Here’s a list with detailed guidance for each bullet. If you are unsure of how to take care of an item or need help, hire a professional.
- Inspect and clean your gutters - Your roof’s drainage system annually diverts thousands of gallons of water from your house’s exterior and foundation walls. That’s why it is so important to keep this system flowing smoothly. Clogged gutters can lead to damaged exterior surfaces and to water in parts of your home where you don’t want it. They are also more prone to rust and corrosion.
- Seal it up - Seal gaps and cracks around windows and doors with weather-stripping and caulk. Gaps in caulk and weather-stripping can account for a 10% savings in your heating bills, according to the U.S. Department of Energy. Weather-stripping is easily the most cost-effective way to rein in heating and cooling costs. This humble material also reduces drafts and keeps your home more comfortable year-round. Because weather stripping can deteriorate over time, it is important to inspect it periodically. While you’re at it, also check for missing or damaged caulk around windows, doors, and entry points for electrical, cable, phone, gas, and so. Seal any gaps with a suitable caulk you can purchase at Home Depot or Lowe's.
- Roof problems - Inspect your roof for damaged or curled shingles, corroded flashing, or leaky vents. Here’s how: Inspect your roof from top to bottom, using binoculars if necessary. Don’t put yourself into a dangerous situation, hire a professional to climb on your roof - do not climb on your roof yourself. Check ridge shingles for cracks and wind damage. Look for damage to metal flashing in valleys and around vents and chimneys. Scan the entire roof for missing, curled, or damaged shingles. Make sure your gutters are flowing freely.
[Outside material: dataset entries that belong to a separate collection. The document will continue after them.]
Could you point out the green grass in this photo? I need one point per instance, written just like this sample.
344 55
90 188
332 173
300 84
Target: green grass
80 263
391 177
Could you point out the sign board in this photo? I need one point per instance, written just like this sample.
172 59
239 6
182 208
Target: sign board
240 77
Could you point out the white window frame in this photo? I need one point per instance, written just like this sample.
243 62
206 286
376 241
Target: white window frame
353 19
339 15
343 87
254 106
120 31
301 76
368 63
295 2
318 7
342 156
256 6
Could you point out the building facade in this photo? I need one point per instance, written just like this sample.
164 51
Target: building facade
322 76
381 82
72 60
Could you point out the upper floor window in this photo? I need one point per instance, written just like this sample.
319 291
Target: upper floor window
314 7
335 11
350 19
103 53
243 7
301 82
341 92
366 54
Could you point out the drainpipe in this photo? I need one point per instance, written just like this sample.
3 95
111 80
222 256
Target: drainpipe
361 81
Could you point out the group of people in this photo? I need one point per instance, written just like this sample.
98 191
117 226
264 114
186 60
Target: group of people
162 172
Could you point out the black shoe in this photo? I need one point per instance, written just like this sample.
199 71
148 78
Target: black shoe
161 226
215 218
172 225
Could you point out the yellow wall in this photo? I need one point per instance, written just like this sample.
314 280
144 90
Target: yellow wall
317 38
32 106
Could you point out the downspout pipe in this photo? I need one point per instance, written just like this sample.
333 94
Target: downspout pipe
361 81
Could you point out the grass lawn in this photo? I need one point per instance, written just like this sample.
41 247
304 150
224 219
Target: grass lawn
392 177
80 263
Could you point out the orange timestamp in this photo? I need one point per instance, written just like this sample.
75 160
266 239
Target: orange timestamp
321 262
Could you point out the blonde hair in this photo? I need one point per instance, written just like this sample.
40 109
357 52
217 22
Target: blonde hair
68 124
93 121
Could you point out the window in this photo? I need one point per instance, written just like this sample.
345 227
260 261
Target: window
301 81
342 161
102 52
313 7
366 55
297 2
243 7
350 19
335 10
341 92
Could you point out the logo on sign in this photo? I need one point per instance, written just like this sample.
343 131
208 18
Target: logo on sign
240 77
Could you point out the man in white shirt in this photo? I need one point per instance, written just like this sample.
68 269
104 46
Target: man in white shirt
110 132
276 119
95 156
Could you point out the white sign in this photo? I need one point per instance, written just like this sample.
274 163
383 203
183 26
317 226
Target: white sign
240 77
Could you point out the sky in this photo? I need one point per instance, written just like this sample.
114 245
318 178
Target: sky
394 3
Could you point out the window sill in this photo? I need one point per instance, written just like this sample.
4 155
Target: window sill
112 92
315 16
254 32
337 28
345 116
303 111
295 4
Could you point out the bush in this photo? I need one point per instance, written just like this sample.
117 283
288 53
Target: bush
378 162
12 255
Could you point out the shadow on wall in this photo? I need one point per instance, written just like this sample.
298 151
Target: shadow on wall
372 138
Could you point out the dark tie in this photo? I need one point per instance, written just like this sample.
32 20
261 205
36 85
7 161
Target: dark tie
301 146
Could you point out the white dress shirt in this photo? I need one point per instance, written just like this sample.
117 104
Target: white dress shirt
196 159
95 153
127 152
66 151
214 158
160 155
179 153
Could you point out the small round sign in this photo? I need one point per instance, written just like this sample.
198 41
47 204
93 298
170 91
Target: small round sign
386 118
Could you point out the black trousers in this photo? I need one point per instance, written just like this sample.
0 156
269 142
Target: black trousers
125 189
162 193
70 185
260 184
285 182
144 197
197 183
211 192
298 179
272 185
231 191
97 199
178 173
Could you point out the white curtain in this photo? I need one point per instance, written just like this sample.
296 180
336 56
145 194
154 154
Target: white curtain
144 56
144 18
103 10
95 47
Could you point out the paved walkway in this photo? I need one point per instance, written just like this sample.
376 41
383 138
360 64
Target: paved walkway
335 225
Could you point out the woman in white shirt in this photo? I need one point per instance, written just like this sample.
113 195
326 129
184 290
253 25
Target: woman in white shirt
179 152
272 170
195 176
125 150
- Check your walkway and driveway - Take steps to repair damaged sidewalks, driveways, and steps. Damaged walkways, drives, and steps are a hazard year-round, but their dangers are compounded when the weather turns icy. Fixing problems in the fall is also critical to preventing little problems from becoming expensive headaches. Look for cracks more than 1/8-inch wide, uneven sections, and loose railings on steps. Check for disintegration of asphalt, or washed-out materials on loose-fill paths.
- Head-off gas problems - Keeping a gas heater in good shape is both a safety and a cost issue. An improperly maintained heater can spew poisons into the air of your home, or it may simply be costing you more to operate. Have a professional check these devices annually. There are also some maintenance items you should address. Here’s how: First, shut off the heater. Then check the air-shutter openings and exhaust vents for dirt and dust. If they are dirty, vacuum the air passages to the burner and clean the burner of lint and dirt. Follow the manufacturer’s advice for any other needed maintenance.
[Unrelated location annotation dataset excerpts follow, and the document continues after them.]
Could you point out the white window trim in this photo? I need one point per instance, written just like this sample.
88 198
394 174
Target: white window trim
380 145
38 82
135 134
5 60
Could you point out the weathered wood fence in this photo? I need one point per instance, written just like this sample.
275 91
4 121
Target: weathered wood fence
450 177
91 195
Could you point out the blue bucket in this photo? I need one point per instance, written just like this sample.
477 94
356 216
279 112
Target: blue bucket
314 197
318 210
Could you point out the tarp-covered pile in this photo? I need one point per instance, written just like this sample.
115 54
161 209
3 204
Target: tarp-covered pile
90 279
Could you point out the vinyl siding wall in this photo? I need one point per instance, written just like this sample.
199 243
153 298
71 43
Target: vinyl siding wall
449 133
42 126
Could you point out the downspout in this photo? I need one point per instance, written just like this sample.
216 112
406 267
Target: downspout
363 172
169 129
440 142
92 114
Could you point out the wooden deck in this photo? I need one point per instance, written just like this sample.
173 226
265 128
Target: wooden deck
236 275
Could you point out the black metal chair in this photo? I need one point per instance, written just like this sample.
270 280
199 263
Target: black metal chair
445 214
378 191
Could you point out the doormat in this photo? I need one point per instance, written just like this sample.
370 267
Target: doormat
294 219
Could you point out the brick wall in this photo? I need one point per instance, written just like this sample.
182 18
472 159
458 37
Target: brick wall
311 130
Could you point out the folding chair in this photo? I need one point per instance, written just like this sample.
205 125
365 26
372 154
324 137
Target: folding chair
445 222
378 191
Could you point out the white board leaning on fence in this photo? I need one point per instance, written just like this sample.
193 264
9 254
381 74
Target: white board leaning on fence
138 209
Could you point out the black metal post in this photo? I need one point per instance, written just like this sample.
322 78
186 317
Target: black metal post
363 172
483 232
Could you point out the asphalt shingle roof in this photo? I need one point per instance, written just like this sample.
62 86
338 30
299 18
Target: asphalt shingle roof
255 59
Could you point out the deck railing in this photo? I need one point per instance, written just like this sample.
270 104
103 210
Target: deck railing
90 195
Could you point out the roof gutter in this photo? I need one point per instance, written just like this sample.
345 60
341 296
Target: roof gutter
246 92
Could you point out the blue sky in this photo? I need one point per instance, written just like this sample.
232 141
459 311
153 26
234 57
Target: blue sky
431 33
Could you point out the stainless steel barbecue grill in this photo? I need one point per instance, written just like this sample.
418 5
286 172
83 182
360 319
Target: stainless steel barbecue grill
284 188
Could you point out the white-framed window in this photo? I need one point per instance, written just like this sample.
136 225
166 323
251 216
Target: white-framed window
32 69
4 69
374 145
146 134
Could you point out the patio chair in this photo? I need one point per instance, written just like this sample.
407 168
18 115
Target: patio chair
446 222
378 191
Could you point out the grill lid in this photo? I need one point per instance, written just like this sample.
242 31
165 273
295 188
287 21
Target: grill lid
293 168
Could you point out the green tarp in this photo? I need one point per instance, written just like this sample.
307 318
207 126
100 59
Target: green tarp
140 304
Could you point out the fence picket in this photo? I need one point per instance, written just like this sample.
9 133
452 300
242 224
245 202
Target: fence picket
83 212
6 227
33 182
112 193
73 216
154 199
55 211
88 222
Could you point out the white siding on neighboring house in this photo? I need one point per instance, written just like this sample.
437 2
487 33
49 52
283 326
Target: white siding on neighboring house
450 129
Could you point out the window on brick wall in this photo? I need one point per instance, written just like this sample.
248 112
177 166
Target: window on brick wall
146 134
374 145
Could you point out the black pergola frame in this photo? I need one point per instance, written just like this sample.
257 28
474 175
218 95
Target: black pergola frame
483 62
- Smoke and CO detectors - Replace the batteries in each smoke and carbon monoxide (CO) detector, then vacuum them with a soft brush attachment. Test the detectors by pressing the test button or holding a smoke source (like a blown-out candle) near the unit. If you haven’t already, install a smoke detector on every floor of your home.
- Fire extinguishers - Every home should have at least one fire extinguisher rated for all fire types (look for an A-B-C rating on the label). At a minimum, keep one near the kitchen - having one per floor isn’t a bad idea. Annually, check the indicator on the pressure gauge to make sure the extinguisher is charged. Make certain that the lock pin is intact and firmly in place, and check that the discharge nozzle is not clogged. Clean the extinguisher and check it for dents, scratches, and corrosion. Replace if the damage seems severe. Note: Fire extinguishers that are more than six years old should be replaced. Mark the date of purchase on the new unit with a permanent marker.
- General cleanup – Rid your home of accumulations of old newspapers and leftover hazardous household chemicals. (Check with your state or local Environmental Protection Agency about the proper way to discard dangerous chemicals.) Store flammable materials and poisons in approved containers. Keep a clear space around heaters, furnaces, and other heat-producing appliances.